La storia dell’ultimo scudetto, il settimo, vinto dal Bologna è degna di un giallo o di una spy story. In quella stagione, la squadra emiliana allenata da Fulvio Bernardini era partita non troppo bene, ma da metà girone d’andata inanellò una serie di schiaccianti vittorie, esprimendo un calcio talmente scintillante da far dire al dottor Fuffo (nomignolo con cui si chiamava Bernardini): «Così si gioca solo in paradiso». Si arrivò al 4 marzo. Il Bologna, che tra le sue fila annoverava giocatori come Giacomo Bulgarelli, Haller e Nielsen, travolse il Torino per 4-1 ma pochi giorni dopo arrivò una sentenza shock dell’antidoping. I calciatori Fogli, Pascutti, Perani, Pavinato e Tumburus erano stati trovati positivi proprio in seguito a quella gara. Sulla squadra, da parte della giustizia sportiva piombò una squalifica di tre punti e la sospensione per un anno e mezzo del dottor Fuffo. L’intera città di Bologna si ribellò in massa, gridando (insieme ai giornali romani) al complotto dei poteri forti milanesi.

Il presidente Dall’Ara, malato di cuore, provò ad andarci cauto. Nel frattempo i tre avvocati della squadra rossoblù ricorsero alle vie legali della giustizia ordinaria. E qui il mistero si fece ancora più fitto. Le provette con le urine si trovavano in parte a Coverciano, in parte alle Cascine. Il fatto è che quelle che si trovavano alle Cascine stavano in un luogo in ristrutturazione, non erano sigillate e nello stesso frigo che le conteneva i carabinieri trovarono delle fiale di anfetamina. Le analisi fatte eseguire dalla magistratura ordinaria, inoltre, rivelarono nei campioni di urine un quantitativo tale di anfetamine da stroncare un cavallo. Nelle urine di Coverciano, al contrario, non fu trovata traccia di sostanze dopanti. Una manomissione? La sentenza del tribunale di Firenze arrivò a maggio e assolse totalmente i giocatori e la società. La caf, cioè la giustizia sportiva, fu obbligata ad adeguarsi a quella sentenza e al Bologna vennero ridati i tre punti conquistati col Torino e in classifica gli emiliani ritornarono primi con l’Inter.

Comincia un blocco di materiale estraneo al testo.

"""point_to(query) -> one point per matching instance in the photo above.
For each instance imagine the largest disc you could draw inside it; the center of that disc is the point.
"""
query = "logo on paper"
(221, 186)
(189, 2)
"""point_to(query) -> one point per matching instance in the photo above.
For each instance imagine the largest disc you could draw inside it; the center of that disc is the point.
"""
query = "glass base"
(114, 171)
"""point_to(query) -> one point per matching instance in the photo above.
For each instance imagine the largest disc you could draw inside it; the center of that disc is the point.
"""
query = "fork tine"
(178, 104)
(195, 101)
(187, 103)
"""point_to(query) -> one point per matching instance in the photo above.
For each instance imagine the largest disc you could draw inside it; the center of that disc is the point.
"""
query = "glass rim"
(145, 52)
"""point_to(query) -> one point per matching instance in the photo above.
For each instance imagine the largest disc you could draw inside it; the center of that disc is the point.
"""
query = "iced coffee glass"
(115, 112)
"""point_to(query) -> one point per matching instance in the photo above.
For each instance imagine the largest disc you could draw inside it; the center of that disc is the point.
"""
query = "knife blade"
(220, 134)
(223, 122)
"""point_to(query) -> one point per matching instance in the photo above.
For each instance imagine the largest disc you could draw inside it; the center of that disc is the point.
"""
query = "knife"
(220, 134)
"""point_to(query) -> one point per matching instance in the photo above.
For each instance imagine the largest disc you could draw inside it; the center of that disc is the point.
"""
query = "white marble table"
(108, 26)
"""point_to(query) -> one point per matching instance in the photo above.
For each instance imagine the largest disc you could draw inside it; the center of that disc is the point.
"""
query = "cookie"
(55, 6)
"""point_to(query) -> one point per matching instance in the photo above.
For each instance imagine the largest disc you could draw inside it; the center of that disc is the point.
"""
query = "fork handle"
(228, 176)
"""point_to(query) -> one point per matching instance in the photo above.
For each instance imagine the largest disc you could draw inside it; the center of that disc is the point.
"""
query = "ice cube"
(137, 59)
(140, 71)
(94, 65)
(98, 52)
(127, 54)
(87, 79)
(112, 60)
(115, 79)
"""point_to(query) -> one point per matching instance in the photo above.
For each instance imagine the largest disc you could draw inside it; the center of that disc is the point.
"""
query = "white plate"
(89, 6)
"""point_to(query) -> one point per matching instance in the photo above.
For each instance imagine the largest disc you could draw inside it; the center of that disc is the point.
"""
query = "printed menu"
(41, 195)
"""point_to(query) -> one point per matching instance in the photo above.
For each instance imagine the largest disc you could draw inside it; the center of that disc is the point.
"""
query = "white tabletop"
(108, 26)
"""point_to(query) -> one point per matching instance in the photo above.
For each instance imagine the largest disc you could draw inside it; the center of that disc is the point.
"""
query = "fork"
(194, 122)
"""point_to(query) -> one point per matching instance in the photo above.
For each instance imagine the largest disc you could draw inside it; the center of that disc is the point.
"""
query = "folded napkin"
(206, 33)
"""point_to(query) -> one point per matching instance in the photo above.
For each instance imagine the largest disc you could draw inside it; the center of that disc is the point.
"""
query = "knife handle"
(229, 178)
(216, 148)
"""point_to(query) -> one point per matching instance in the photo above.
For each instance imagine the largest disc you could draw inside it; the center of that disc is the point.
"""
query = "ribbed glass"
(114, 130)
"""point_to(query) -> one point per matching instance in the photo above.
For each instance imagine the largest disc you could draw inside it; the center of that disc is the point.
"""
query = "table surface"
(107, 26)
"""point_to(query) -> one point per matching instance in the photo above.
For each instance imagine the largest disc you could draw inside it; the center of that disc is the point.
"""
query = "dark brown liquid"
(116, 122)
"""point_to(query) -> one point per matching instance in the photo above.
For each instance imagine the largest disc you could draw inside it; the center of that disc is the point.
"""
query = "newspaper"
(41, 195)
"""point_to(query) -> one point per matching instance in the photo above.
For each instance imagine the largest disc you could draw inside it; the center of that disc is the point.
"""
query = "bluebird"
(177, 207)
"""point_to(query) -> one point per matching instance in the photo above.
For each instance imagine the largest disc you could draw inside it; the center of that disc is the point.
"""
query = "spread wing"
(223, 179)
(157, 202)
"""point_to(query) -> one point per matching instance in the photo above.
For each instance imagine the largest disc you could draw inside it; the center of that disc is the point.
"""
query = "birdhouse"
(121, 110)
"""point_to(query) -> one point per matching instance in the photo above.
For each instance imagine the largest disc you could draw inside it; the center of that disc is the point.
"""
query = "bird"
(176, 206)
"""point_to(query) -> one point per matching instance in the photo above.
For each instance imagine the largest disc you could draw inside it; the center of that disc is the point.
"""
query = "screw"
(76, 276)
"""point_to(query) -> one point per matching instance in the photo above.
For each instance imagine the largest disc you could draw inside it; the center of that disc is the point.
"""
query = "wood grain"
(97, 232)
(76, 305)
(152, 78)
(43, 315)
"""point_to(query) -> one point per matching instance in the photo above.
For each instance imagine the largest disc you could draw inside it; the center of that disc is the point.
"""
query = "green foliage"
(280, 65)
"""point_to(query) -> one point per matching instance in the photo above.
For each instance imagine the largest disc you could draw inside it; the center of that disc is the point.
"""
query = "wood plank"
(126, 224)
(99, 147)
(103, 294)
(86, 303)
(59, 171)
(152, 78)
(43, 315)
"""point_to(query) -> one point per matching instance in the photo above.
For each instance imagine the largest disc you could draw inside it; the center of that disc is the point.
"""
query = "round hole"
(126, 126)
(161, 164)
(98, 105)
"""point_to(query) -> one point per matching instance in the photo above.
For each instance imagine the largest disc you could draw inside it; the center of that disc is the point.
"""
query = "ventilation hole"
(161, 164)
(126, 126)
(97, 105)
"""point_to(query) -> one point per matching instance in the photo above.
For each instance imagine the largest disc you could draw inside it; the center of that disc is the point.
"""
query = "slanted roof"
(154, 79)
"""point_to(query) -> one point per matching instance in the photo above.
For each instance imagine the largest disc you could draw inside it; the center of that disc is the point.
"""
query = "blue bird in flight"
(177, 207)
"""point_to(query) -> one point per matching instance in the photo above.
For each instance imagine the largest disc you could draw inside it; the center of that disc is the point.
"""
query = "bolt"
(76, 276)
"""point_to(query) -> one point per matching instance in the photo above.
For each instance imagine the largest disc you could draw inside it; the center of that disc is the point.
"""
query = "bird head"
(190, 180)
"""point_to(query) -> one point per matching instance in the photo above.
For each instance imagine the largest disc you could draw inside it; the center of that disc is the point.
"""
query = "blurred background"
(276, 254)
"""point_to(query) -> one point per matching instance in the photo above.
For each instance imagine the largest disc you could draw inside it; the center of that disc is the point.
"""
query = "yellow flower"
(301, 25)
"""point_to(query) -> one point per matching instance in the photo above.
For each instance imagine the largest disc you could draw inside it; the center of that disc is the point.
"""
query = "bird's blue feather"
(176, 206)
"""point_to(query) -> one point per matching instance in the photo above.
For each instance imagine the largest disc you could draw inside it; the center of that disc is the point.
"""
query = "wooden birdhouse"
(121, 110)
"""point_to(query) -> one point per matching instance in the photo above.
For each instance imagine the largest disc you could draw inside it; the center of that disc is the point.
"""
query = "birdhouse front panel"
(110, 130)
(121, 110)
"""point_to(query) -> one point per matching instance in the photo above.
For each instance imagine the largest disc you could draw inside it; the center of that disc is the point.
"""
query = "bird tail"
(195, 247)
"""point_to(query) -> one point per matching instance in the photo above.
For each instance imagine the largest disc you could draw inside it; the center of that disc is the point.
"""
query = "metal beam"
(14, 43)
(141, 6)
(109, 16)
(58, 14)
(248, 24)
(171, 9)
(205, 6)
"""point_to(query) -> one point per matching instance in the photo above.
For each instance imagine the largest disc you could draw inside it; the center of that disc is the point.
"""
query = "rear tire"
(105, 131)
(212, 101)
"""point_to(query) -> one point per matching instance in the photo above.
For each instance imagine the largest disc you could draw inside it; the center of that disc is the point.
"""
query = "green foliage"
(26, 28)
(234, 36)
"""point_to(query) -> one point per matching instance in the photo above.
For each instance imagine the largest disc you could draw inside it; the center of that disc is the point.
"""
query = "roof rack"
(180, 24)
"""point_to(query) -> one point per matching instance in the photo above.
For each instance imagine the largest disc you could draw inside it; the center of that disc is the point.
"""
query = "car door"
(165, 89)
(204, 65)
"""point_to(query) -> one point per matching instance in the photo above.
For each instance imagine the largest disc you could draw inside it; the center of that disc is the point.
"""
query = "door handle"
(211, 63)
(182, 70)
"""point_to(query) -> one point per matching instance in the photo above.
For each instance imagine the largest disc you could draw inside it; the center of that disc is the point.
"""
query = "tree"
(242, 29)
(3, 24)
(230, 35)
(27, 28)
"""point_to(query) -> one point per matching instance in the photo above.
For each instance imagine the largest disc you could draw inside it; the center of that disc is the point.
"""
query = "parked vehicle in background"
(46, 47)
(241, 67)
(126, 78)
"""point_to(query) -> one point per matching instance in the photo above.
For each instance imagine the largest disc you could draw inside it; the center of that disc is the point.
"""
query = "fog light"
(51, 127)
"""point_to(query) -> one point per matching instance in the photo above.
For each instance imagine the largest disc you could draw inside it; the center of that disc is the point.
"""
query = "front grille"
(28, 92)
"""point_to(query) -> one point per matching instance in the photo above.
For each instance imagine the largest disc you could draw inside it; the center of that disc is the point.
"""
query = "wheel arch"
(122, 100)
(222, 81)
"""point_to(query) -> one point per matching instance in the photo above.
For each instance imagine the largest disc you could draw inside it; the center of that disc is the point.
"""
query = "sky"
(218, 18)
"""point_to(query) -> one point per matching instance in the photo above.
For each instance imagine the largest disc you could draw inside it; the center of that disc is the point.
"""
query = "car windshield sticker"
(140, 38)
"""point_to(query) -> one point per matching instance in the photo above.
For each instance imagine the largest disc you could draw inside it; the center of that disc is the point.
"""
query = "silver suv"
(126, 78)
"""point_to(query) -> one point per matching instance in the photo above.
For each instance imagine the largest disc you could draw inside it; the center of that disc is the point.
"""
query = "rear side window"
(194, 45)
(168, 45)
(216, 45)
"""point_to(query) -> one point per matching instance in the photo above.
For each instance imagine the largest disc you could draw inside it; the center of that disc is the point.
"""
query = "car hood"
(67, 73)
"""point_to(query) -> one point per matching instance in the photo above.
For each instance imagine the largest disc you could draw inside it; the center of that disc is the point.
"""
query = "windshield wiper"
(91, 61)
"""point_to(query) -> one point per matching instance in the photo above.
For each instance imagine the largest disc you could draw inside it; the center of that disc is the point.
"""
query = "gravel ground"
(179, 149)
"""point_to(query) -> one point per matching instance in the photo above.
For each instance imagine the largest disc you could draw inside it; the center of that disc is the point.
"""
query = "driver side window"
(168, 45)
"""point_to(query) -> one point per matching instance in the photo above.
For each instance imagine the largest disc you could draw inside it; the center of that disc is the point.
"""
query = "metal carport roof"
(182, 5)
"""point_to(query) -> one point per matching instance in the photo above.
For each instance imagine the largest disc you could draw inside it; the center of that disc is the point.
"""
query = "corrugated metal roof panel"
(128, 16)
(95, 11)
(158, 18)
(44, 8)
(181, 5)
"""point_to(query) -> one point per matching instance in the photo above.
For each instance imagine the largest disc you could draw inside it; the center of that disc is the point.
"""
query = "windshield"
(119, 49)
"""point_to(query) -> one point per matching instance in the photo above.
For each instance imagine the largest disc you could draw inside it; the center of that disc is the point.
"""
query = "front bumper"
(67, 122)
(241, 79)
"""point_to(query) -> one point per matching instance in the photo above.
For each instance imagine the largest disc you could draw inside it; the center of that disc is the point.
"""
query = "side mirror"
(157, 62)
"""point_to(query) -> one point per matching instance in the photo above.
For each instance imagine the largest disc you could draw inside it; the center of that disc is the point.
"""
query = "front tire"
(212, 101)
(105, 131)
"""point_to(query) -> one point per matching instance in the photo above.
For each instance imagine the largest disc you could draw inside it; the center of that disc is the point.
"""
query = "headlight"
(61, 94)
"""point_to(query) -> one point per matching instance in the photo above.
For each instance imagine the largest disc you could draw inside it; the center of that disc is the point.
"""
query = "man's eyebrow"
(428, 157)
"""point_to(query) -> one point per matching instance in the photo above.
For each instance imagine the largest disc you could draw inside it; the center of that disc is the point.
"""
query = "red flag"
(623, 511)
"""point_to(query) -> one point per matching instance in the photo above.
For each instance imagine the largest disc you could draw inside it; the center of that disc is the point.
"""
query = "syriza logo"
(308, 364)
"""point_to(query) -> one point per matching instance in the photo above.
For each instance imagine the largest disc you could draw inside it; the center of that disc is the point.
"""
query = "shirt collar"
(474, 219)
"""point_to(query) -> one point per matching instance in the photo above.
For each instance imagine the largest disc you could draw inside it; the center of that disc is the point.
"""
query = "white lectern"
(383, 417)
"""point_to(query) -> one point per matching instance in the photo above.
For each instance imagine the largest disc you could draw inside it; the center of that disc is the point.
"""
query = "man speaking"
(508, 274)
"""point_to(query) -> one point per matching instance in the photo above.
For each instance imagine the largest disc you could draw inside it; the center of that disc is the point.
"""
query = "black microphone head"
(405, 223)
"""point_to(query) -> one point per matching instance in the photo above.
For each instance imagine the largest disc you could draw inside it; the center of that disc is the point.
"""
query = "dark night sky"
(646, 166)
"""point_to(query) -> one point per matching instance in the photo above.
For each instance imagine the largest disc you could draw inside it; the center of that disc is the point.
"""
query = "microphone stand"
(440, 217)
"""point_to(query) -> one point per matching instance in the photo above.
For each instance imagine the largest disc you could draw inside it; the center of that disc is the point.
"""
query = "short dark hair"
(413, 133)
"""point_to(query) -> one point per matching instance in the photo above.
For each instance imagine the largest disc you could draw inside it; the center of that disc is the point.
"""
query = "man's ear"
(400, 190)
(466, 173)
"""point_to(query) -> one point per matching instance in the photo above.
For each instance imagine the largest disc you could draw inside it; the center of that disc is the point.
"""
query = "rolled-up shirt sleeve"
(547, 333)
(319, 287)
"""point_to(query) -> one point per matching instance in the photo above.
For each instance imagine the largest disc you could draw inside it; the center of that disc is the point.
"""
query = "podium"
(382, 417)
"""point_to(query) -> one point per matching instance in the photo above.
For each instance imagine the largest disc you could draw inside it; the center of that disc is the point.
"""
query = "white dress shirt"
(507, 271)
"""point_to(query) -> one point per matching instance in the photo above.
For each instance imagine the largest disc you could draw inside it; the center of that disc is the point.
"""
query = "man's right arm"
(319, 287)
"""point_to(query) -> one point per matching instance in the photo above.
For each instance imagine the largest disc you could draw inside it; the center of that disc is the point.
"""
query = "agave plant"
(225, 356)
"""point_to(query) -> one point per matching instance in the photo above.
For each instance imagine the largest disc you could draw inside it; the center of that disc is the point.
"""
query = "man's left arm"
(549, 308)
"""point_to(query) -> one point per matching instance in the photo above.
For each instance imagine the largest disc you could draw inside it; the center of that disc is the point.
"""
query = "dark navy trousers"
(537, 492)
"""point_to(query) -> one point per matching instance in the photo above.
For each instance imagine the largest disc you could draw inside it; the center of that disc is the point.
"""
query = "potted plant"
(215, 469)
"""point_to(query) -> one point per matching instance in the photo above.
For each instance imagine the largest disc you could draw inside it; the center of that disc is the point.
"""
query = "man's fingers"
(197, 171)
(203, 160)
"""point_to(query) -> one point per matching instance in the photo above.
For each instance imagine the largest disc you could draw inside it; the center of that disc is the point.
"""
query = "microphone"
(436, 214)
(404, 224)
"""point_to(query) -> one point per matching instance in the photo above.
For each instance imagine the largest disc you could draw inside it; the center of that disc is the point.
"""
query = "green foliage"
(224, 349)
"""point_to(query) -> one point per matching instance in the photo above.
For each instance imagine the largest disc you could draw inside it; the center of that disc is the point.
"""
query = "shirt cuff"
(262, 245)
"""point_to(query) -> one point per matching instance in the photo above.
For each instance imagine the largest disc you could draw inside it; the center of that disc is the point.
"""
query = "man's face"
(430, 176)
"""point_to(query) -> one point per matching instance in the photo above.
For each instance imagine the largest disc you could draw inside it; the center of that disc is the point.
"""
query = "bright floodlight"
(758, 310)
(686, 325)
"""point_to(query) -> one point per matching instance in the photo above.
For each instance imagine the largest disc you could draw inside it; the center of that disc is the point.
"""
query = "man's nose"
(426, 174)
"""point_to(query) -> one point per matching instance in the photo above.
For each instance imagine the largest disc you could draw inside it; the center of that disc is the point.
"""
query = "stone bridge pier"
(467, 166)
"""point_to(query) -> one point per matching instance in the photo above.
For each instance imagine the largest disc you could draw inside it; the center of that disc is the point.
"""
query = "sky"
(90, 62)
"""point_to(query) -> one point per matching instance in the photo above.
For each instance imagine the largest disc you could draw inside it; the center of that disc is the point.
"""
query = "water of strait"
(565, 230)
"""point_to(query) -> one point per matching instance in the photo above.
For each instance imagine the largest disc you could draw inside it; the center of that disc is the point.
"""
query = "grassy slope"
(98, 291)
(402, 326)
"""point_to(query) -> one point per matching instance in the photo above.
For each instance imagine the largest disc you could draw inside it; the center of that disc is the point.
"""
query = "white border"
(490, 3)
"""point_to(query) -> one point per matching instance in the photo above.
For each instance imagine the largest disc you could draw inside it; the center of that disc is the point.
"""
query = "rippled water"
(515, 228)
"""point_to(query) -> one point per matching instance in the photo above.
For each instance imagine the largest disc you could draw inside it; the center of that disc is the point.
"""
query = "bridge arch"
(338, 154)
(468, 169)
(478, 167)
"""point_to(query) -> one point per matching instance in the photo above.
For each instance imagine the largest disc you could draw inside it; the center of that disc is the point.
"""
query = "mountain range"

Rimasero appaiati fino all’ultima giornata e, a quel punto, lo scudetto sarebbe stato assegnato con lo spareggio. Si decise di giocarlo il 7 giugno, all’Olimpico di Roma. Ma non è finita qui. Il 3 giugno il presidente del Bologna Renato Dall’Ara (per trent’anni in carica), in una riunione (pare molto accesa) con il presidente dell’Inter Angelo Moratti e quello della Federcalcio Perlasca ebbe un attacco cardiaco e morì. Immaginate lo sgomento, lo shock e il clima con cui si arrivò alla partita decisiva di quattro giorni dopo. Col capitano bolognese Mirko Pavinato che commentò l’accaduto in questo modo: «Lo hanno fatto morire!». L’Inter era quella del mago Herrera e aveva appena trionfato in Coppa dei Campioni contro il Real Madrid. Le squadre avevano chiuso a 54 punti. In uno stadio stracolmo e pieno zeppo di autorità politiche e militari, si giocò il primo e unico spareggio della storia calcistica italiana valido per l’assegnazione di uno scudetto. Il gran caldo di quel giorno costrinse i calciatori a giocare una partita al rallentatore. Il clima generale era, tuttavia, piuttosto surreale. Immancabile la direzione arbitrale di Concetto Lo Bello di Siracusa.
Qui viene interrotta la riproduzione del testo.